Identifiers of external sequences

Fragments contain identifiers which refer to external sequences (not contained in the GFA file). According to the specification, the these identifiers are not part of the same namespace as the identifier of the GFA lines. They can be retrieved using the external_names property.

>>> g = gfapy.Gfa()
>>> g.add_line("S\tA\t100\t*")
>>> g.add_line("F\tA\tread1+\t10\t30\t0\t20$\t20M")
>>> g.external_names
['read1']

The method Gfa.fragments_for_external(external_ID) retrieves all F lines with a specified external sequence identifier.

>>> f = g.fragments_for_external('read1')
>>> len(f)
1
>>> str(f[0])
'F\tA\tread1+\t10\t30\t0\t20$\t20M'

Adding new lines

New lines can be added to a Gfa instance using the Gfa.add_line(line) method or its alias Gfa.append(line). The argument can be either a string describing a line with valid GFA syntax, or a Line instance. If a string is added, a line instance is created and then added.

>>> g = gfapy.Gfa()
>>> g.add_line("S\tA\t*") 
>>> g.segment_names
['A']
>>> g.append("S\tB\t*") 
>>> g.segment_names
['A', 'B']

Editing the lines

Accessing the information stored in the fields of a line instance is described in the Positional fields and Tags chapters.

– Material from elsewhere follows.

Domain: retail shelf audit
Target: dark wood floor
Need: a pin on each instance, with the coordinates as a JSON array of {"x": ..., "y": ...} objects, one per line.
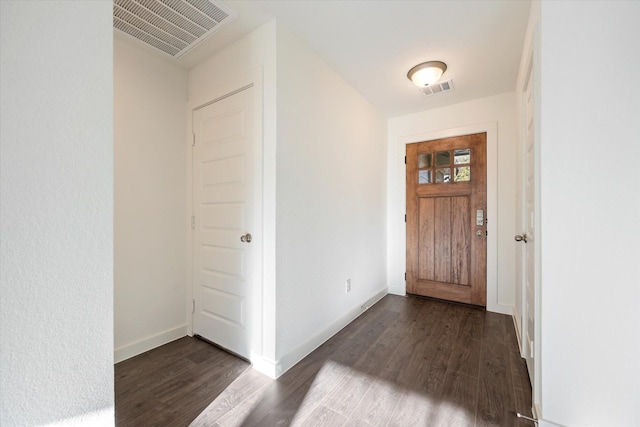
[{"x": 405, "y": 362}]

In Gfapy, a line instance belonging to a Gfa instance is said to be connected to the Gfa instance. Direct editing the content of a connected line is only possible, for those fields which do not contain references to other lines. For more information on how to modify the content of the fields of connected line, see the References chapter.

>>> g = gfapy.Gfa()
>>> e = gfapy.Line("E\t*\tA+\tB-\t0\t10\t90\t100$\t*")
>>> e.sid1 = "C+"
>>> g.add_line(e) 
>>> e.sid1 = "A+"
Traceback (most recent call last):
gfapy.error.RuntimeError: ...

Removing lines

Disconnecting a line from the Gfa instance is done using the Gfa.rm(line) method. The argument can be a line instance or the name of a line.

In alternative, a line instance can also be disconnected using the disconnect method on it. Disconnecting a line may trigger other operations, such as the disconnection of other lines (see the References chapter).

>>> g = gfapy.Gfa()
>>> g.add_line("S\tA\t*") 
>>> g.segment_names
['A']
>>> g.rm('A') 
>>> g.segment_names
[]
>>> g.append("S\tB\t*") 
>>> g.segment_names
['B']
>>> b = g.line('B')
>>> b.disconnect()
>>> g.segment_names
[]

Renaming lines

Lines with an identifier can be renamed. This is done simply by editing the corresponding field (such as name or sid for a segment). This field is not a reference to another line and can be freely edited also in line instances connected to a Gfa. All references to the line from other lines will still be up to date, as they will refer to the same instance (whose name has been changed) and their string representation will use the new name.

>>> g = gfapy.Gfa()
>>> g.add_line("S\tA\t*") 
>>> g.add_line("L\tA\t+\tB\t-\t*") 
>>> g.segment_names
['A', 'B']
>>> g.dovetails[0].from_name
'A'
>>> g.segment('A').name = 'C'
>>> g.segment_names
['B', 'C']
>>> g.dovetails[0].from_name
'C'